Judge Brett Kavanaugh. Photo by U.S. Court of Appeals for the District of Columbia Circuit.
Among 48 clerks hired by U.S. Supreme Court nominee Brett Kavanaugh while a circuit judge, 13 were minorities. This year, two of his clerks are African-American graduates of Yale Law School he recruited during annual visits in which he encouraged minorities to apply.
Some point to a 1999 Wall Street Journal op-ed as evidence of his views. Kavanaugh, then a Kirkland & Ellis lawyer, was working on a case that claimed it was unconstitutional to bar people who weren’t native Hawaiians—defined as those of Polynesian origin—from voting for trustees of the Office of Hawaiian Affairs. Kavanaugh’s op-ed called Hawaii’s restrictions a “racial-spoils system.”
The op-ed quoted Justice Antonin Scalia’s concurrence in a case involving racial preferences in the hiring of government contractors. Scalia had argued the government can never have a compelling interest in racial preferences intended to make up for past discrimination.
“Under our Constitution there can be no such thing as either a creditor or a debtor race,” Scalia had written. “In the eyes of government, we are just one race here. It is American.”
The high court later struck down the Hawaii voting restriction in an opinion by Justice Anthony M. Kennedy. But Kennedy—whom Kavanaugh would replace—also provided the tiebreaking vote two years ago in a decision upholding a race-conscious admissions program at the University of Texas.
Vanita Gupta, president of the Leadership Conference on Civil and Human Rights, told the Post that Kavanaugh’s op-ed “really signals that he will bring an anti-civil-rights agenda to the Supreme Court.” According to Gupta, Kavanaugh “fails to recognize the current reality of being a person of color in this country and the history of discrimination.”

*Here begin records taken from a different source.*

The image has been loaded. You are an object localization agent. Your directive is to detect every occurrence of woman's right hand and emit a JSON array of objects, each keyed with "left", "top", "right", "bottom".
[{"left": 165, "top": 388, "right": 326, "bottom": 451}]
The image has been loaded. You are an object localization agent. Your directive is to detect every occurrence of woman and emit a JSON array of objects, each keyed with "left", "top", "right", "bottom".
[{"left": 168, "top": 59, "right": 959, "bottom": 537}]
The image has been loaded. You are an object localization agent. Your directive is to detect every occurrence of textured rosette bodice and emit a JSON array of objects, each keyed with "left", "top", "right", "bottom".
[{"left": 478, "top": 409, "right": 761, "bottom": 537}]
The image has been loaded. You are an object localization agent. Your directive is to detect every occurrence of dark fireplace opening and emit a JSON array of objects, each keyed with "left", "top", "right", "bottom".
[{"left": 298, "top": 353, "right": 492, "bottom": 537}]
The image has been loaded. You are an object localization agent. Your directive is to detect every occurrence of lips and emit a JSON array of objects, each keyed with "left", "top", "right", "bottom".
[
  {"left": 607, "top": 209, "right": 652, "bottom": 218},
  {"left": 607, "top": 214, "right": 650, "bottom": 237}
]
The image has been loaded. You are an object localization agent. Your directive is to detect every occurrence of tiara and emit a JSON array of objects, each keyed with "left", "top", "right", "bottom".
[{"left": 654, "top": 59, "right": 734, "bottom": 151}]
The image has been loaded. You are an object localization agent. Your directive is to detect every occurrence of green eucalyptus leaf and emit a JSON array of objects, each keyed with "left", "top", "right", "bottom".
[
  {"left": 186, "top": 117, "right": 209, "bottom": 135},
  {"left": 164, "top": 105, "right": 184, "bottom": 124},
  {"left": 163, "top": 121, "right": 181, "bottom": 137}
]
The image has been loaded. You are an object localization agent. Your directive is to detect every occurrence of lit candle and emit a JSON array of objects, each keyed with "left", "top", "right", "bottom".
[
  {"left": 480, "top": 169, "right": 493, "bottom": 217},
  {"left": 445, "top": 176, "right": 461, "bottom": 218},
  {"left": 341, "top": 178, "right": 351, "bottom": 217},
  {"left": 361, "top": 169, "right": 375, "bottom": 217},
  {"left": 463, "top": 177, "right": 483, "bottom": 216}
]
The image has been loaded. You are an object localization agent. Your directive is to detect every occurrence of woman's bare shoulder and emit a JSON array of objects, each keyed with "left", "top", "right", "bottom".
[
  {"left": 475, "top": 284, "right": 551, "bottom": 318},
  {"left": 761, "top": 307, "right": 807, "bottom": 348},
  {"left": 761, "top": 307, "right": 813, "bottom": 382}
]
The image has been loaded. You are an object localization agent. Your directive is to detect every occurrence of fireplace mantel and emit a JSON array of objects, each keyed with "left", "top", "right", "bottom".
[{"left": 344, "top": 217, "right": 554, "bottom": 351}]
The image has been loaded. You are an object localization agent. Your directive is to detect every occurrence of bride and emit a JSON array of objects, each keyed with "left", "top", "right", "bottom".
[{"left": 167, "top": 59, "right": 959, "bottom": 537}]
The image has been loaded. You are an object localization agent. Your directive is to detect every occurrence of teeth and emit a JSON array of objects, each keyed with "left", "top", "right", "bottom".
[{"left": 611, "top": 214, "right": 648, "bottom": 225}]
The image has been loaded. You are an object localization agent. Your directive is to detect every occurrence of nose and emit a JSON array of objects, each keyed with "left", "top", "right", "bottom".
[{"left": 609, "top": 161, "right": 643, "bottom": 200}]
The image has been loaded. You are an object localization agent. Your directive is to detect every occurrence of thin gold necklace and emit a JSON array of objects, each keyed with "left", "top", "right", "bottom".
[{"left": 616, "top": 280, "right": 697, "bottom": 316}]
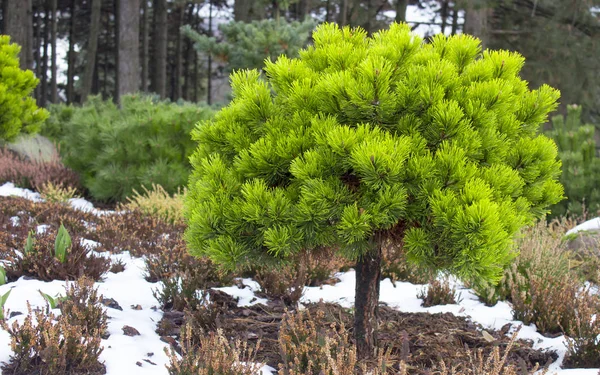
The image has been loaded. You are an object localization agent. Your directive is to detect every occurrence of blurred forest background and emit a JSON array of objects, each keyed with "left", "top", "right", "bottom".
[{"left": 0, "top": 0, "right": 598, "bottom": 119}]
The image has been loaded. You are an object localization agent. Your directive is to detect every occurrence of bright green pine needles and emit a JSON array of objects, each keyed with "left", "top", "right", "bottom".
[
  {"left": 185, "top": 23, "right": 563, "bottom": 285},
  {"left": 0, "top": 36, "right": 48, "bottom": 142}
]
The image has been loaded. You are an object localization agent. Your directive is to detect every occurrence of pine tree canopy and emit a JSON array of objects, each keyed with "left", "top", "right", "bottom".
[
  {"left": 185, "top": 23, "right": 564, "bottom": 285},
  {"left": 0, "top": 36, "right": 48, "bottom": 142}
]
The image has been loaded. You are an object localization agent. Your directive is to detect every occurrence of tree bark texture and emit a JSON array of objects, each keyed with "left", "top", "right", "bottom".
[
  {"left": 66, "top": 0, "right": 76, "bottom": 103},
  {"left": 173, "top": 3, "right": 184, "bottom": 100},
  {"left": 80, "top": 0, "right": 102, "bottom": 103},
  {"left": 464, "top": 0, "right": 492, "bottom": 48},
  {"left": 50, "top": 0, "right": 58, "bottom": 103},
  {"left": 40, "top": 0, "right": 49, "bottom": 106},
  {"left": 151, "top": 0, "right": 167, "bottom": 98},
  {"left": 5, "top": 0, "right": 31, "bottom": 69},
  {"left": 395, "top": 0, "right": 408, "bottom": 23},
  {"left": 354, "top": 237, "right": 383, "bottom": 361},
  {"left": 117, "top": 0, "right": 140, "bottom": 101},
  {"left": 141, "top": 0, "right": 149, "bottom": 92}
]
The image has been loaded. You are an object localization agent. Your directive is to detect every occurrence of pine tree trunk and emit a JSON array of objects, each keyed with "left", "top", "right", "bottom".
[
  {"left": 173, "top": 3, "right": 184, "bottom": 101},
  {"left": 233, "top": 0, "right": 252, "bottom": 22},
  {"left": 5, "top": 0, "right": 30, "bottom": 69},
  {"left": 80, "top": 0, "right": 102, "bottom": 103},
  {"left": 182, "top": 4, "right": 194, "bottom": 100},
  {"left": 151, "top": 0, "right": 167, "bottom": 98},
  {"left": 66, "top": 0, "right": 76, "bottom": 104},
  {"left": 339, "top": 0, "right": 348, "bottom": 26},
  {"left": 117, "top": 0, "right": 140, "bottom": 101},
  {"left": 464, "top": 0, "right": 491, "bottom": 48},
  {"left": 50, "top": 0, "right": 58, "bottom": 103},
  {"left": 40, "top": 0, "right": 49, "bottom": 107},
  {"left": 451, "top": 5, "right": 459, "bottom": 35},
  {"left": 206, "top": 0, "right": 213, "bottom": 105},
  {"left": 25, "top": 0, "right": 33, "bottom": 70},
  {"left": 395, "top": 0, "right": 408, "bottom": 23},
  {"left": 354, "top": 236, "right": 382, "bottom": 361},
  {"left": 33, "top": 5, "right": 41, "bottom": 103},
  {"left": 141, "top": 0, "right": 149, "bottom": 92}
]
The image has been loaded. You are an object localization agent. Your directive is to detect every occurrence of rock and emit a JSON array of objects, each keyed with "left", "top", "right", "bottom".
[
  {"left": 122, "top": 325, "right": 140, "bottom": 336},
  {"left": 101, "top": 297, "right": 123, "bottom": 311},
  {"left": 8, "top": 311, "right": 22, "bottom": 318},
  {"left": 6, "top": 134, "right": 59, "bottom": 163},
  {"left": 136, "top": 361, "right": 142, "bottom": 367}
]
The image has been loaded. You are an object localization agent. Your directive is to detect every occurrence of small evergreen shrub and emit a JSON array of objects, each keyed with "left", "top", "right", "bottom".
[
  {"left": 39, "top": 181, "right": 80, "bottom": 203},
  {"left": 43, "top": 94, "right": 214, "bottom": 202},
  {"left": 546, "top": 104, "right": 600, "bottom": 218},
  {"left": 122, "top": 183, "right": 186, "bottom": 225},
  {"left": 0, "top": 36, "right": 48, "bottom": 142}
]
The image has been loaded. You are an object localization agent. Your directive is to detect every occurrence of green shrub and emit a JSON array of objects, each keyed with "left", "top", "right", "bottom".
[
  {"left": 43, "top": 94, "right": 214, "bottom": 201},
  {"left": 0, "top": 36, "right": 48, "bottom": 142},
  {"left": 546, "top": 104, "right": 600, "bottom": 218}
]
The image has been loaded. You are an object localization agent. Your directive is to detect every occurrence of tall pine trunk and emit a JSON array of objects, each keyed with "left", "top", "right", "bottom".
[
  {"left": 117, "top": 0, "right": 140, "bottom": 101},
  {"left": 80, "top": 0, "right": 102, "bottom": 103},
  {"left": 206, "top": 0, "right": 213, "bottom": 105},
  {"left": 141, "top": 0, "right": 149, "bottom": 92},
  {"left": 339, "top": 0, "right": 348, "bottom": 26},
  {"left": 41, "top": 0, "right": 49, "bottom": 107},
  {"left": 5, "top": 0, "right": 30, "bottom": 69},
  {"left": 173, "top": 3, "right": 184, "bottom": 100},
  {"left": 354, "top": 235, "right": 382, "bottom": 361},
  {"left": 66, "top": 0, "right": 76, "bottom": 103},
  {"left": 464, "top": 0, "right": 491, "bottom": 48},
  {"left": 395, "top": 0, "right": 408, "bottom": 23},
  {"left": 50, "top": 0, "right": 57, "bottom": 103},
  {"left": 151, "top": 0, "right": 167, "bottom": 98}
]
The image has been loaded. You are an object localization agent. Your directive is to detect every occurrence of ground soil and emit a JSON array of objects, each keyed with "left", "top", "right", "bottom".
[{"left": 158, "top": 290, "right": 558, "bottom": 374}]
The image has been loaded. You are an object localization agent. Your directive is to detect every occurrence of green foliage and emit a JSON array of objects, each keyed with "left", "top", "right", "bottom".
[
  {"left": 182, "top": 18, "right": 316, "bottom": 73},
  {"left": 54, "top": 224, "right": 71, "bottom": 264},
  {"left": 0, "top": 289, "right": 11, "bottom": 320},
  {"left": 43, "top": 94, "right": 215, "bottom": 201},
  {"left": 185, "top": 23, "right": 563, "bottom": 286},
  {"left": 546, "top": 104, "right": 600, "bottom": 218},
  {"left": 0, "top": 36, "right": 48, "bottom": 142}
]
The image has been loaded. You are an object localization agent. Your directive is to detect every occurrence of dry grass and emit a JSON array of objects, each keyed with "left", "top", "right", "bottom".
[{"left": 418, "top": 277, "right": 461, "bottom": 307}]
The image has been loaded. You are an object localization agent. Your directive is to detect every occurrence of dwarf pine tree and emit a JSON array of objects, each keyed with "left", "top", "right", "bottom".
[
  {"left": 0, "top": 36, "right": 48, "bottom": 142},
  {"left": 185, "top": 23, "right": 563, "bottom": 359}
]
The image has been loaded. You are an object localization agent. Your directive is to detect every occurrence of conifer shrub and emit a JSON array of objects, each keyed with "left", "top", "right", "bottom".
[
  {"left": 121, "top": 183, "right": 186, "bottom": 225},
  {"left": 184, "top": 22, "right": 563, "bottom": 358},
  {"left": 0, "top": 36, "right": 48, "bottom": 142},
  {"left": 44, "top": 94, "right": 214, "bottom": 202},
  {"left": 546, "top": 104, "right": 600, "bottom": 218}
]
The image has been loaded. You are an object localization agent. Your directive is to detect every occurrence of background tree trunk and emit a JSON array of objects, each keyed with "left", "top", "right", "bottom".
[
  {"left": 141, "top": 0, "right": 149, "bottom": 92},
  {"left": 354, "top": 238, "right": 382, "bottom": 361},
  {"left": 50, "top": 0, "right": 58, "bottom": 103},
  {"left": 464, "top": 0, "right": 491, "bottom": 48},
  {"left": 151, "top": 0, "right": 167, "bottom": 98},
  {"left": 206, "top": 0, "right": 213, "bottom": 105},
  {"left": 173, "top": 3, "right": 184, "bottom": 100},
  {"left": 117, "top": 0, "right": 140, "bottom": 101},
  {"left": 5, "top": 0, "right": 31, "bottom": 69},
  {"left": 66, "top": 0, "right": 76, "bottom": 104},
  {"left": 40, "top": 0, "right": 49, "bottom": 107},
  {"left": 395, "top": 0, "right": 408, "bottom": 23},
  {"left": 80, "top": 0, "right": 102, "bottom": 103}
]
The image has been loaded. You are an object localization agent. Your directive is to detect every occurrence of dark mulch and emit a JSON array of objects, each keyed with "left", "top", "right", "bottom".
[{"left": 157, "top": 290, "right": 558, "bottom": 374}]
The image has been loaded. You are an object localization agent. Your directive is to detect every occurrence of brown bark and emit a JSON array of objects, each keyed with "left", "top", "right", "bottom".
[
  {"left": 395, "top": 0, "right": 408, "bottom": 23},
  {"left": 354, "top": 235, "right": 383, "bottom": 361},
  {"left": 5, "top": 0, "right": 31, "bottom": 70},
  {"left": 50, "top": 0, "right": 58, "bottom": 103},
  {"left": 464, "top": 0, "right": 492, "bottom": 48},
  {"left": 80, "top": 0, "right": 102, "bottom": 103},
  {"left": 206, "top": 0, "right": 213, "bottom": 105},
  {"left": 66, "top": 0, "right": 76, "bottom": 103},
  {"left": 117, "top": 0, "right": 140, "bottom": 101},
  {"left": 339, "top": 0, "right": 348, "bottom": 26},
  {"left": 173, "top": 3, "right": 184, "bottom": 100},
  {"left": 141, "top": 0, "right": 149, "bottom": 92},
  {"left": 151, "top": 0, "right": 167, "bottom": 98}
]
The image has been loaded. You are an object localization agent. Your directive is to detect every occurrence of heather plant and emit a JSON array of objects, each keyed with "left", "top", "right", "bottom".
[
  {"left": 166, "top": 325, "right": 262, "bottom": 375},
  {"left": 418, "top": 277, "right": 461, "bottom": 307},
  {"left": 546, "top": 104, "right": 600, "bottom": 218},
  {"left": 0, "top": 36, "right": 48, "bottom": 142},
  {"left": 44, "top": 94, "right": 214, "bottom": 201},
  {"left": 1, "top": 278, "right": 108, "bottom": 374},
  {"left": 184, "top": 22, "right": 563, "bottom": 359}
]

Supporters of affirmative action also are concerned about a 2012 opinion delaying for one year a voter ID law in South Carolina. Kavanaugh acknowledged that “racial insensitivity, racial bias, and indeed outright racism are still problems throughout the United States.”
But he nonetheless upheld the law over the objections of the Obama administration, which claimed a violation of Section 5 of the Voting Rights Act. The law put the burden on South Carolina to show the law wouldn’t abridge the right to vote.
Kavanaugh did not join a concurrence that said Section 5 had played a “vital function” that spurred legislators to make the law less restrictive.